How to Backup & Restore Syndeia Cloud

This KB article discusses various aspects one must consider when backing up and restoring some or all data related to Syndeia Cloud (SC).

Applies to:

  • Syndeia Cloud 3.3

  • Syndeia Cloud 3.4

  • Syndeia Cloud 3.5

  • Syndeia Cloud 3.6

 Overview

This is a somewhat complex question to answer and depends on several factors:

  1. what aspects you wish to backup (ie: installation files + configured settings vs data)

  2. what conditions you can assume about the restoration environment (ie: will it always be with the same software versions? on AWS? etc.)

  3. what cluster topology and Replication Factor (RF) you set for each Cassandra keyspace across your cluster (RF determines how many copies of your data exist across your clusters and spread out your data)

  4. how much data you have (ie: can it live all on one node? or has it grown to the point of not being able to exist all on one node?)

For INSTALLATION FILES + CONFIGURED SETTINGS ON SYSTEMS:

  1. where you can access the raw files of (JG + SC): you can use any imaging tool (or (cloud) service, ex: in the case of a AWS, one could either create a volume snapshot/AMI).

  2. where you can't access the raw files (ex: AWS MSK (Kafka + Zookeeper)): you will need to refer to AWS MSK documentation on how one can do that (if that's even possible).

For APPLICATION DATA in:

  1. Kafka (via AWS MSK): you may be able to have a Kafka consumer run on another "backup node" (AWS EC2 or other) that just "listens" in the background logging all events put on the stream where you periodically archive off the logs generated per any backup tool of your choosing.
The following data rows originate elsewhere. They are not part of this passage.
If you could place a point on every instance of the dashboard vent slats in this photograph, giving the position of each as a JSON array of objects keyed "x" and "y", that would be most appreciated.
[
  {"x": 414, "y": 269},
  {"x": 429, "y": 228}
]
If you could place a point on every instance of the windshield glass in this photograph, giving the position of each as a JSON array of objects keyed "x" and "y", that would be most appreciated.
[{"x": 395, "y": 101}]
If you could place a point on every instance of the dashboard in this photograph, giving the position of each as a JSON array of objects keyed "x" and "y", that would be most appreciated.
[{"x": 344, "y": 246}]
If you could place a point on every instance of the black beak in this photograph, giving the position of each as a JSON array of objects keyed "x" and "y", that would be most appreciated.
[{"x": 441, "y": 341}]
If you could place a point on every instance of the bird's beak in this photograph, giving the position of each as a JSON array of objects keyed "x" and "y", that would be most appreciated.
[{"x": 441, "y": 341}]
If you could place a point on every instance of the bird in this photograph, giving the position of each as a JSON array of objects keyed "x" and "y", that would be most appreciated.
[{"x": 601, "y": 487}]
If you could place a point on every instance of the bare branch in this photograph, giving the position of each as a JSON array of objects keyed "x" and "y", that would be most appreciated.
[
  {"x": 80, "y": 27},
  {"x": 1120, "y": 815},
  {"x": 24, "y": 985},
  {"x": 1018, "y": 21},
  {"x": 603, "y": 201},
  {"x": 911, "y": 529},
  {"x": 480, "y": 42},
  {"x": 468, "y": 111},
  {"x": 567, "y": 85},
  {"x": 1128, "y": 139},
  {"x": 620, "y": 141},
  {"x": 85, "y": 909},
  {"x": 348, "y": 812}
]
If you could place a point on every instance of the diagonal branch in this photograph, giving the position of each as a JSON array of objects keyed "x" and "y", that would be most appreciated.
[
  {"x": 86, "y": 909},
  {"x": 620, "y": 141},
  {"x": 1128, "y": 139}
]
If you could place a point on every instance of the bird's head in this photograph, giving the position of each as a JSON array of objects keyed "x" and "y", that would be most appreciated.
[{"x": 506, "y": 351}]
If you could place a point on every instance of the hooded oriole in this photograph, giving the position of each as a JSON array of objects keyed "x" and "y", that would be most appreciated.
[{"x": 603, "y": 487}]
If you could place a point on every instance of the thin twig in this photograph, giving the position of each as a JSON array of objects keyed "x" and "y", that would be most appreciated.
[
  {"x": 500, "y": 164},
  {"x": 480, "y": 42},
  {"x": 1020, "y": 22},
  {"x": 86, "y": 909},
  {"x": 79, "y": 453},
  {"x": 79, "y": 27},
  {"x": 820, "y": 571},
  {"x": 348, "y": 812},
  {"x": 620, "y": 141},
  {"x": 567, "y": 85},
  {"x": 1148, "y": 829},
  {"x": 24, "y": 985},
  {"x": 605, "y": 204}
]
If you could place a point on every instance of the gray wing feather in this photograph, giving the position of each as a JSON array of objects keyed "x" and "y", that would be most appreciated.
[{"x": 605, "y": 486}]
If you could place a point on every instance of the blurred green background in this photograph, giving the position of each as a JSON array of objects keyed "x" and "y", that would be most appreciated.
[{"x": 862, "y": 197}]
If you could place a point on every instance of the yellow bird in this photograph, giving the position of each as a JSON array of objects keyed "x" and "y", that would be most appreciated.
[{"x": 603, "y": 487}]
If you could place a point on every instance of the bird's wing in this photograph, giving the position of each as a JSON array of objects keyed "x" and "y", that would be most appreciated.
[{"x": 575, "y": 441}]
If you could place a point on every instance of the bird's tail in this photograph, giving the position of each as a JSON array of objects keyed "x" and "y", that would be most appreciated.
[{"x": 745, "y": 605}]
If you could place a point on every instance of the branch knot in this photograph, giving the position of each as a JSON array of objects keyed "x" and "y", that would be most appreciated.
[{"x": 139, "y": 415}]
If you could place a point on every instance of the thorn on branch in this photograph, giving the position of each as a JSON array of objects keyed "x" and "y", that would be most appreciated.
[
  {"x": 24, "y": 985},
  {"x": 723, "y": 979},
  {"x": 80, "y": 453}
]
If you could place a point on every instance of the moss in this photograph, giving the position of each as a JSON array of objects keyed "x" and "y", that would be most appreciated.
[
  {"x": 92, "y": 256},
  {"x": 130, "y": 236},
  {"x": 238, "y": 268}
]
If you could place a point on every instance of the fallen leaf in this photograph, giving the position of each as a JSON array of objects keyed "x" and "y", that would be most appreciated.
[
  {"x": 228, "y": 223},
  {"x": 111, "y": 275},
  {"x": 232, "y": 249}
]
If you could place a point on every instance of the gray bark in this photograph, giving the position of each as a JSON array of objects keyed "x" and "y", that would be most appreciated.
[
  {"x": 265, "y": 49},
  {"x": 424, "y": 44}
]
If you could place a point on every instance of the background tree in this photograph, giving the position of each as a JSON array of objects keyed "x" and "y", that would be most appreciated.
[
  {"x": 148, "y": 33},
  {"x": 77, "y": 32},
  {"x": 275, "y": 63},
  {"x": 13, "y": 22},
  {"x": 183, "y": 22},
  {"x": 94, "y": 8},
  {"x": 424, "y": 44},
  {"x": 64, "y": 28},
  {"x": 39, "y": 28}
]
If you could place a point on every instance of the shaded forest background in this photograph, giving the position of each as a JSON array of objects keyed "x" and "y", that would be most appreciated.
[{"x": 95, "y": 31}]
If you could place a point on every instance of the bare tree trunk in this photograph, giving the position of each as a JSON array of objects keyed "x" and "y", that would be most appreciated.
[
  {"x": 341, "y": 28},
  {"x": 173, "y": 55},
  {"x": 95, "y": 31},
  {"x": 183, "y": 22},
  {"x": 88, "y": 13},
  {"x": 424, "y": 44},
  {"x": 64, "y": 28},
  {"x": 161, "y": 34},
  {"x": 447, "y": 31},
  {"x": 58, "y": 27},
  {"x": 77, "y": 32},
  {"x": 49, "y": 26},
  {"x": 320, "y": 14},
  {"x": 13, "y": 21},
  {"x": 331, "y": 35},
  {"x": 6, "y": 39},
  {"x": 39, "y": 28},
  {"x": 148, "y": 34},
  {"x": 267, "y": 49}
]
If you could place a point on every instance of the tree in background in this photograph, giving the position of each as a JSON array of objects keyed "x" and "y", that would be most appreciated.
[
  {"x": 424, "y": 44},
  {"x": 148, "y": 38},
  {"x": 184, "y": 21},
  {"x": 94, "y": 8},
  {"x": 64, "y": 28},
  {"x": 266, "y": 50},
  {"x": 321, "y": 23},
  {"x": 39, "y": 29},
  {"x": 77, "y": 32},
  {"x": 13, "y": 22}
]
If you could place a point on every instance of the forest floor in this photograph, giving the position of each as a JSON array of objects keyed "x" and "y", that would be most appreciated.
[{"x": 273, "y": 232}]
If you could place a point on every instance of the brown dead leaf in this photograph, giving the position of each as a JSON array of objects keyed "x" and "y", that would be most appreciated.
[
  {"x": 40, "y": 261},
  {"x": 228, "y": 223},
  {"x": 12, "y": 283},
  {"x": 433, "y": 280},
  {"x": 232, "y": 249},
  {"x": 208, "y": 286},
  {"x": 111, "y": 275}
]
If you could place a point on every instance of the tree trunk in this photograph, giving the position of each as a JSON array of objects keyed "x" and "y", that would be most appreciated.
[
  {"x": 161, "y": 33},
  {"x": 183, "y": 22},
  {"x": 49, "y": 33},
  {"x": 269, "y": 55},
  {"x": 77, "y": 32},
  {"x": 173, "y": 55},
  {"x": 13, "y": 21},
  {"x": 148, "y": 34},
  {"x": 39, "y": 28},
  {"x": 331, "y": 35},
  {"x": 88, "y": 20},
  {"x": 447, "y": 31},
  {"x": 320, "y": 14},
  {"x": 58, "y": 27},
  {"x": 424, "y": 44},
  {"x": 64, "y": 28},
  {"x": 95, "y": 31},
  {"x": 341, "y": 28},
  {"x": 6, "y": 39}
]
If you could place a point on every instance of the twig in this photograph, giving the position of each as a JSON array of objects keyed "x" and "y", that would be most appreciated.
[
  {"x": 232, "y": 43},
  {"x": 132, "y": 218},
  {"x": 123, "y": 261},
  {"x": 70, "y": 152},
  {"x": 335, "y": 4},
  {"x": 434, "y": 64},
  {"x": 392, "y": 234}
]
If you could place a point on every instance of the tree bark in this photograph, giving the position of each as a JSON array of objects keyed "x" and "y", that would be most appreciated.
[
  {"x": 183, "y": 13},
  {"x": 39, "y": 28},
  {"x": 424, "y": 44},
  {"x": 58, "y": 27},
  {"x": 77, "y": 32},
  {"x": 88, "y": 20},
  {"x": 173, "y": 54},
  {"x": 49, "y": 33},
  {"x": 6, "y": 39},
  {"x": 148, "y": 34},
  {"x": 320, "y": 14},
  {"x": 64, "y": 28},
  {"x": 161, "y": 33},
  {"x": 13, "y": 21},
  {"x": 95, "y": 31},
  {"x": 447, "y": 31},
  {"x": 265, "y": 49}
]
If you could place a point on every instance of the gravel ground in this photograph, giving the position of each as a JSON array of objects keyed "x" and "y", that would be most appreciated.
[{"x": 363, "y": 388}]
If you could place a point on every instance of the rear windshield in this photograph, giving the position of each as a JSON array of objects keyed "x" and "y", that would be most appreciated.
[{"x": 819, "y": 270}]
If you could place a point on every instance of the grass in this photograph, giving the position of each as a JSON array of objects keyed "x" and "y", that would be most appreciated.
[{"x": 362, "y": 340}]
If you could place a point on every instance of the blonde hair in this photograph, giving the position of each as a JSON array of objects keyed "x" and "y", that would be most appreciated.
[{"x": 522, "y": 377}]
Note, the value of backing up the Kafka stream is debatable, as it is currently only used to convey the main SC data to the graphing subsystem. Theoretically one could replay the Kafka stream from any point to reconstruct the evolution of the graph over time but that isn't something we do yet. Also, the event sourcing system we use in the backend already supports that

  2. Cassandra (which is the DB for JG + Syndeia Cloud) : WARNING: Confusingly, there are multiple ways DataStax/Apache Cassandra documents to backup/restore data, and each has pros/cons, they are listed in rough order of portability, management simplicity, and FOSS/PAID below:

    1. schema^ + CQLSH CSV Backup/Restore: Apache Cassandra CQLSH command, Intercax tested (see Backup & Restore Methods for Syndeia Cloud Keyspace in Cassandra for SC 3.4 & Backup & Restore Methods for Syndeia Cloud Keyspace in Cassandra for SC 3.3)

      • Pros:

        1. data is complete, ie: this is an entire backup vs an incremental,

        2. data is very portable to DB even outside of Cassandra,

        3. backup can work with any past, present or future Cassandra versions

      • Cons:

        1. could potentially generate large (but compressible) files,

        2. supposedly somewhat slow (may want to tweak CQLSH settings to avoid timeouts (see troubleshooting section))

      • NET = +1

    2. schema^ + dsbulk (CSV/JSON Backup/Export): DataStax provided accessory utility (see https://docs.datastax.com/en/dsbulk/doc/dsbulk/dsbulkAbout.html )

      • Pros:

        1. supposedly this is a faster performing CSV/JSON export,

      • Cons:

        1. more complex, originally meant to be a tool to ingest in non-Cassandra data and not explicitly meant for backup/restores

      • NET = 0

    3. schema^ + nodetool snapshot (& optionally incremental backups^^) + nodetool refresh: Apache Cassandra included (see https://docs.datastax.com/en/archived/cassandra/3.x/cassandra/tools/toolsSnapShot.html , https://docs.datastax.com/en/cassandra-oss/3.x/cassandra/operations/opsBackupIncremental.html , https://docs.datastax.com/en/archived/cassandra/3.x/cassandra/tools/toolsRefresh.html , https://docs.datastax.com/en/cassandra-oss/3.x/cassandra/operations/opsBackupSnapshotRestore.html#Restoringfromlocalnodes , and Restoring a snapshot into a new cluster )

      • Pros:

        1. almost instantaneous (as it creates a copy of the the live DB files),

      • Cons:

        1. Cassandra version needs to be the same,

        2. initial tokens process need to be backed up (see Restoring a snapshot into a new cluster ),

        3. process is node-specific and snapshot / refresh needs to be run simultaneously/atomically on,

        4. ... multiple (potentially all) nodes

      • NET = -3

    4. schema^ + token backup + nodetool snapshot (& optionally incremental backups^^) + sstableloader: Apache Cassandra included (see https://docs.datastax.com/en/archived/cassandra/3.x/cassandra/tools/toolsSnapShot.html , https://docs.datastax.com/en/cassandra-oss/3.x/cassandra/operations/opsBackupIncremental.html , sstableloader (Cassandra bulk loader) , Restoring from a snapshot , and Restoring a snapshot into a new cluster )

      • Pros:

        1. almost instantaneous (as it creates a copy of the the live DB files)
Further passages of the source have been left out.